Antibiorésistance : l’usage des antibiotiques en santé animale sous surveillance

Depuis 2007, le recours aux antibiotiques a chuté en France de près de 70 % en santé animale, tandis que leur utilisation en médecine humaine ne faiblit pas, ce qui pourrait démotiver la profession vétérinaire dans ses efforts dans la lutte contre l’antibiorésistance.

Plusieurs instances surveillent le suivi des résistances dans le domaine vétérinaire.

 

En janvier prochain, une nouvelle réglementation européenne sur les médicaments vétérinaires devrait encore davantage encadrer l’usage des antibiotiques inspirée du modèle français.

L’objectif de ce nouveau règlement est de garantir le plus haut niveau de protection de la santé publique animale et de l’environnement. L’antibiorésistance en ressort comme le sujet majeur, ce qui est un point positif en soi.

 

De nouvelles dispositions seront mises en place, visant à limiter au mieux le recours aux antimicrobiens pour les soins aux animaux, sans nuire à leur santé ou à leur bien-être. Cette stratégie est notamment fondée sur l’innovation et la disponibilité des médicaments vétérinaires pour un large spectre d’espèces animales dans l’Union européenne.

 

Comme le rappelle Roxane Feller, secrétaire générale d’Animal Health Europe, cela passera nécessairement par :

 

Pour rappel, les antibiotiques ne peuvent être délivrés que sur ordonnance, dans toute l’Union européenne. Dorénavant, ils ne pourront être prescrits que pour un usage thérapeutique et non prophylactique (c’est-à-dire préventif), sauf dans des cas stricts de métaphylaxie ou individuellement pour un animal, après un diagnostic et une évaluation précise du risque d’aggravation par un vétérinaire.

Les antibiotiques ne sont donc pas utilisés à mauvais escient, mais bien interdits en Europe pour stimuler la croissance (connus sous le terme de promoteurs de croissance) des animaux ou compenser des conditions inadaptées d’hygiène en élevage. Cette interdiction n’est pas nouvelle puisqu’elle date de 2006 !

En outre, dans le cadre des négociations actuels relatives au principe de réciprocité (clauses miroirs), le gouvernement souhaite inscrire ces interdictions aux denrées importées.

 

Surveillance et suivi des antibiotiques

En France, depuis 1999, l’Agence nationale de sécurité sanitaire (Anses) +ANMV a pris l’initiative de recueillir les données de vente des antibiotiques, en collaboration avec le SIMV.

Le Réseau d’épidémiosurveillance de l’antibiorésistance des bactéries pathogènes animales (Résapath), rattaché à l’Anses, est chargé depuis 1982 de suivre l’évolution de ces résistances. Il est le seul réseau vétérinaire membre de l’Observatoire national de l’épidémiologie de la résistance bactérienne aux antibiotiques (Onerba).
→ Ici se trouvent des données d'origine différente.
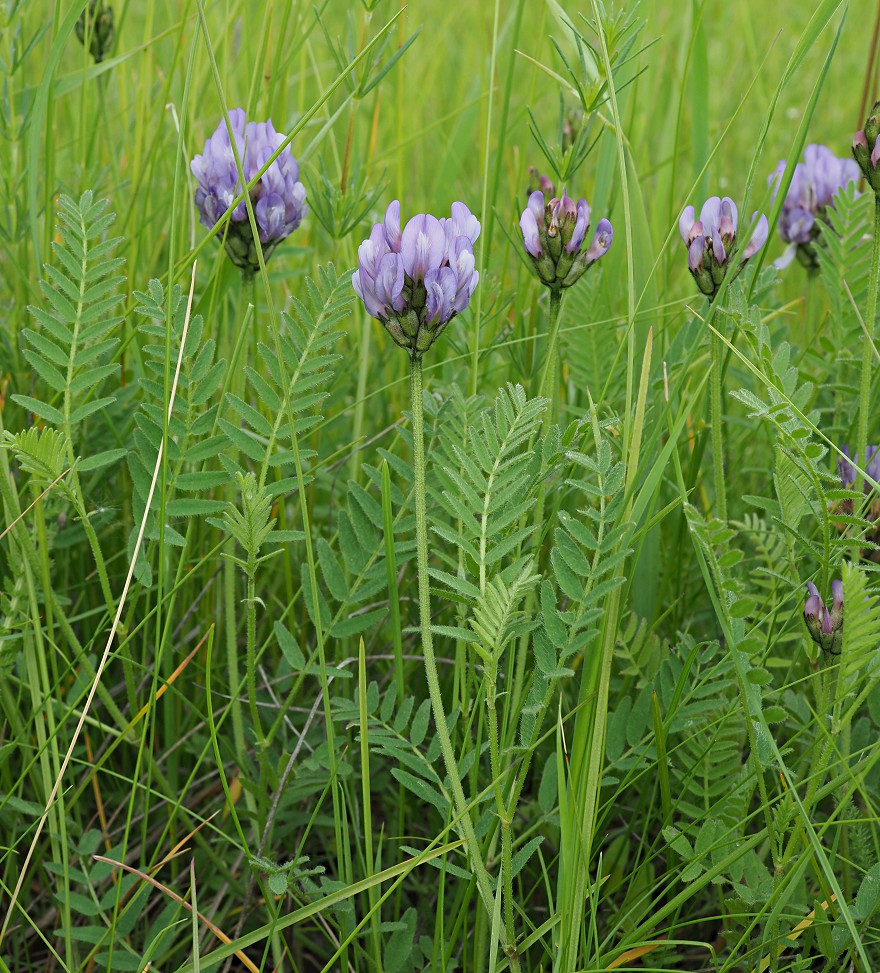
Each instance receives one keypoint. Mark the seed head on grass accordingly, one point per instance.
(825, 627)
(279, 198)
(713, 248)
(866, 148)
(811, 193)
(553, 235)
(416, 280)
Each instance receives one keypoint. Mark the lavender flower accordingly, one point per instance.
(712, 244)
(825, 627)
(813, 186)
(866, 148)
(553, 237)
(279, 198)
(846, 467)
(416, 280)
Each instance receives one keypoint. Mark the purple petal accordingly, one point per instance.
(372, 250)
(392, 226)
(759, 237)
(695, 254)
(537, 206)
(729, 212)
(710, 215)
(685, 223)
(580, 227)
(566, 206)
(440, 286)
(423, 246)
(389, 281)
(531, 238)
(601, 242)
(465, 223)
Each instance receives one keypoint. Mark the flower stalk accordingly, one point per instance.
(459, 800)
(868, 343)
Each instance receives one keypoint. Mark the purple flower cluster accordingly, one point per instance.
(553, 235)
(866, 148)
(825, 627)
(712, 244)
(416, 280)
(279, 198)
(813, 186)
(846, 467)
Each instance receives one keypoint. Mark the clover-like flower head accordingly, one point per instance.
(814, 184)
(553, 235)
(416, 280)
(825, 627)
(711, 240)
(278, 198)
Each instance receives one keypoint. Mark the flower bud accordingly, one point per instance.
(712, 243)
(810, 196)
(416, 280)
(553, 238)
(866, 148)
(825, 627)
(278, 198)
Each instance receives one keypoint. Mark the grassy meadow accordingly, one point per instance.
(319, 655)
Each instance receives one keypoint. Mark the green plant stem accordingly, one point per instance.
(717, 417)
(467, 827)
(504, 817)
(868, 348)
(252, 648)
(548, 373)
(232, 659)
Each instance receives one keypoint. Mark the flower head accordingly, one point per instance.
(866, 148)
(825, 627)
(713, 249)
(278, 198)
(554, 234)
(814, 184)
(417, 279)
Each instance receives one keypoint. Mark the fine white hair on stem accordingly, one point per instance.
(113, 628)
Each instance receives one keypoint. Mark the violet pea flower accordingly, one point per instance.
(814, 184)
(712, 244)
(416, 280)
(553, 236)
(278, 198)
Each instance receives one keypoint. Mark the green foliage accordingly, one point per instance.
(195, 442)
(71, 348)
(293, 386)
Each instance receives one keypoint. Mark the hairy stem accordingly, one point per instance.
(717, 416)
(461, 808)
(868, 348)
(548, 373)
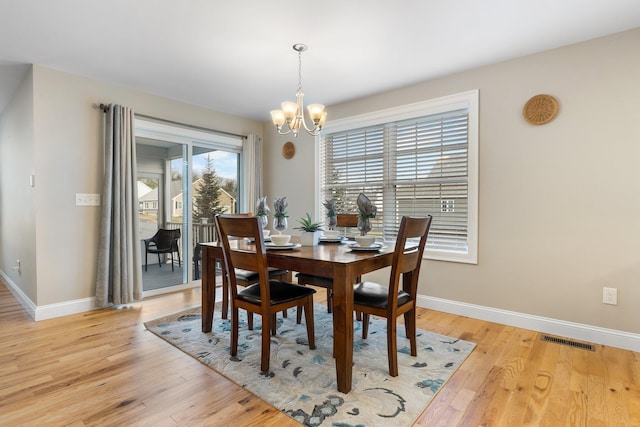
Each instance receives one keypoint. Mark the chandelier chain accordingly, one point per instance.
(300, 70)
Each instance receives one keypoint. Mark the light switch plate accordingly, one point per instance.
(83, 199)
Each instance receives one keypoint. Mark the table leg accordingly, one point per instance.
(343, 327)
(208, 288)
(225, 291)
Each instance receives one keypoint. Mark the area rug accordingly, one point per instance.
(301, 382)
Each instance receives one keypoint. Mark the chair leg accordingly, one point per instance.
(308, 318)
(365, 325)
(410, 329)
(299, 315)
(273, 324)
(234, 331)
(392, 347)
(225, 293)
(266, 344)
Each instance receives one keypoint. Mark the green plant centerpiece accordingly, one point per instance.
(330, 205)
(262, 211)
(366, 211)
(280, 214)
(310, 229)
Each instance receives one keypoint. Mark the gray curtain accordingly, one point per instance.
(119, 278)
(252, 154)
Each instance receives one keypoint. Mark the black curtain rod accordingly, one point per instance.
(105, 108)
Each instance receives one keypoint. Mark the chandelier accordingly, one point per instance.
(291, 118)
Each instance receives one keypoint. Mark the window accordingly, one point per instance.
(419, 159)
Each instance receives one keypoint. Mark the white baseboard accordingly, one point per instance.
(48, 311)
(578, 331)
(65, 308)
(22, 298)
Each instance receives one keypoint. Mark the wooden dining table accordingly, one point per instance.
(333, 260)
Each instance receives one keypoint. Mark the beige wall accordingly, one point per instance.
(17, 197)
(559, 204)
(66, 155)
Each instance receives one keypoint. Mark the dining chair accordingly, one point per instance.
(344, 221)
(266, 297)
(163, 242)
(245, 278)
(376, 299)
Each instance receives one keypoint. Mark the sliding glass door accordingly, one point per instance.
(185, 177)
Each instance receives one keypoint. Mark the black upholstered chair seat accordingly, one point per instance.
(376, 295)
(324, 282)
(280, 292)
(252, 276)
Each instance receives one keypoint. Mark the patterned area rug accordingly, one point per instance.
(302, 382)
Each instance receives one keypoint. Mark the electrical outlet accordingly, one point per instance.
(610, 296)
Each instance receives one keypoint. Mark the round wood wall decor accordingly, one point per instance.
(288, 150)
(540, 109)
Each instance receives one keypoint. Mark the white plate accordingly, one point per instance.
(374, 247)
(331, 239)
(273, 246)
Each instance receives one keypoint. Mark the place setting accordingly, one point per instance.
(365, 244)
(332, 236)
(281, 242)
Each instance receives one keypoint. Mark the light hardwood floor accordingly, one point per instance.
(103, 368)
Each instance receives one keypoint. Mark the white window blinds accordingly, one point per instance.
(416, 167)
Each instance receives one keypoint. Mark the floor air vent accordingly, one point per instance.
(570, 343)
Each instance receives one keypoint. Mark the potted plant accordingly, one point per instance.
(309, 228)
(262, 212)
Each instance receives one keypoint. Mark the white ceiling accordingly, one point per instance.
(236, 56)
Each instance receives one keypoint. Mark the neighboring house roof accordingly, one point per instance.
(143, 189)
(151, 196)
En outre, l’Anses a engagé un état des lieux pour examiner les solutions alternatives aux antibiotiques en santé animale.

 

Par ailleurs, l’Organisation mondiale de la santé animale (OIE) s’est engagée dès 2015 dans la lutte contre l’antibiorésistance à l’échelle planétaire, aux côtés de l’Organisation mondiale de la santé (OMS) et de l’Organisation des Nations unies pour l’alimentation et l’agriculture (FAO), avec une approche “Une seule santé”. L’OIE a ainsi adapté son système mondial d’information sanitaire (Wahis) pour en faire un outil de surveillance de la circulation et de l’utilisation des antibiotiques. Il est soutenu par un plan d’action mondial de l’OMS.

L’OIE travaille ainsi depuis 15 ans pour mieux contrôler la production, l’enregistrement, l’importation et la distribution des antimicrobiens et adapter les législations. Mais cela nécessite des contrôles pour les faire respecter : « Le rôle des vétérinaires est fondamental pour contrôler l’usage des antibiotiques au niveau des fermes, et pour éviter qu’ils ne soient utilisés par des personnes non formées à cet effet. La garantie de disposer de vétérinaires bien formés et conscients du poids de l’éthique à respecter repose sur des Ordres Vétérinaires conformes aux normes de l’OIE. C’est à ce prix que les antibiotiques, bien public mondial, indispensables à la santé animale, au bien-être animal, et à la sécurité de l’approvisionnement alimentaire pourront être durablement mis au service de tous. »

 

Tous ces dispositifs ont permis de prouver l’efficacité des efforts consentis, notamment en Europe, comme le souligne le 10e rapport de l’Esvac paru en 2020. Les antibiotiques demeurent une solution incontournable pour maintenir la santé et le bien-être des animaux, qu’ils soient de rente ou de compagnie. Ils contribuent également à assurer un niveau élevé de sécurité sanitaire des aliments.